I have recently written about the inevitable transition from fee for service payment to global, value-based payment systems, and I was surprised when a primary care physician whom I admire tweeted that he thought the end of fee for service would be the end of primary care.  (http://thehealthcareblog.com/blog/2012/12/12/is-fee-for-service-really-dead-really/)

This tension between the ideal of medicine and the economic reality of how medicine is practiced in the United States is perhaps best summarized by Atul Gawande in his famous New Yorker article about McAllen, Texas:

“Here, along the banks of the Rio Grande, in the Square Dance Capital of the World, a medical community has come to treat patients the way subprime-mortgage lenders treated home buyers: as profit centers." (http://www.newyorker.com/reporting/2009/06/01/090601fa_fact_gawande)

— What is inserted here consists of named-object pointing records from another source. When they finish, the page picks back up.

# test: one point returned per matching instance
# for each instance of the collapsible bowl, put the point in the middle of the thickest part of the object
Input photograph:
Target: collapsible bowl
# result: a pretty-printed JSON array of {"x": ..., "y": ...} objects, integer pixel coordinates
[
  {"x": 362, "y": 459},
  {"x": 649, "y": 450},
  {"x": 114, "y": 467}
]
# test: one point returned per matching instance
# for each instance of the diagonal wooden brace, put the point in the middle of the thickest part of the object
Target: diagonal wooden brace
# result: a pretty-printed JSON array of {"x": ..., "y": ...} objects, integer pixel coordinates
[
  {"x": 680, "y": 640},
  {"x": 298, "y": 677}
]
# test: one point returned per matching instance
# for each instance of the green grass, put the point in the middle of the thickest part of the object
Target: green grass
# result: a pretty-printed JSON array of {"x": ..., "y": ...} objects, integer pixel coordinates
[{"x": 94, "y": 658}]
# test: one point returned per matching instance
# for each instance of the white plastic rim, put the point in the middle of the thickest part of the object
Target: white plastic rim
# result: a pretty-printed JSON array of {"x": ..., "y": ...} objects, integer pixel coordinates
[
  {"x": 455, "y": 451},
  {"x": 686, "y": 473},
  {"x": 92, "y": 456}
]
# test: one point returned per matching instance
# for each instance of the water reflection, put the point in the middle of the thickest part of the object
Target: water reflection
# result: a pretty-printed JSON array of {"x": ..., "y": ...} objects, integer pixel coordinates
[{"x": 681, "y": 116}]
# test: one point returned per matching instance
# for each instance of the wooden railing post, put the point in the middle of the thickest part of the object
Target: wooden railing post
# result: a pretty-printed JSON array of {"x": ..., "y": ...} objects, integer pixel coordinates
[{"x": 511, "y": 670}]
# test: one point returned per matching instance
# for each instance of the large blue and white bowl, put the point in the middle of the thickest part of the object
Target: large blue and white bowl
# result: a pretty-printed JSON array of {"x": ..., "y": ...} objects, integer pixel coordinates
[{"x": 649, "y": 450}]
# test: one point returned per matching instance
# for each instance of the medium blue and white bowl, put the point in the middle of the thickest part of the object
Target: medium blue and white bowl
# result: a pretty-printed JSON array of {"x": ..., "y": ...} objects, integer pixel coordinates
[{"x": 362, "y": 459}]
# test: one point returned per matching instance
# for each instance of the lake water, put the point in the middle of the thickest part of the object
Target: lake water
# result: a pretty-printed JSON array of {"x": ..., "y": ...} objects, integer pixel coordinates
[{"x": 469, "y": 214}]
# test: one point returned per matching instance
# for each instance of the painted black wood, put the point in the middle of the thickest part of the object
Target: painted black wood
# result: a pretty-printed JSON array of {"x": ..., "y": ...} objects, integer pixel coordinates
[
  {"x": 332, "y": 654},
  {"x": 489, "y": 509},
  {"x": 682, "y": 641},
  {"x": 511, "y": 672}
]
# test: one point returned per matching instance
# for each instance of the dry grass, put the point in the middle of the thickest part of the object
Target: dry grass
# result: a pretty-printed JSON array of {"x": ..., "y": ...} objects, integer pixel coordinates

This morning I was reminded of this battle for the soul of American medicine when I read two articles in the New York Times.   On the front page an article titled “Quiet Doctor, Lavish Insider:  A Parallel Life” describes how a well-respected neurologist at the University of Michigan capped off his successful academic career by cooperating with federal prosecutors to avoid charges in a Wall Street insider stock trading scandal. 

“The riddle for Dr. Gilman’s longtime friends and colleagues is why a nationally respected neurologist was pulled into the high-rolling life of a consultant to financiers and how he, by his own admission, crossed the line into criminal behavior.”  (http://www.nytimes.com/2012/12/16/business/sidney-gilmans-shift-led-to-insider-trading-case.html?ref=health)

The other article in the Times published on the same day was the obituary of Dr. William F. House who invented the cochlear implant. 

“Neither the institute nor Dr. House made any money on the implant. He never sought a patent on any of his inventions, he said, because he did not want to restrict other researchers. A nephew, Dr. John House, the current president of the House institute, said his uncle had made the deal to license it to the 3M Company not for profit but simply to get it built by a reputable manufacturer.

Reflecting on his business decisions in his memoir, Dr. House acknowledged, ‘I might be a little richer today.’” (http://www.nytimes.com/2012/12/16/health/dr-william-f-house-inventor-of-cochlear-implant-dies.html?_r=0)

A major challenge for 21st century American medicine is to cultivate the culture epitomized by Dr. House and avoid the mistakes of Dr. Gilman.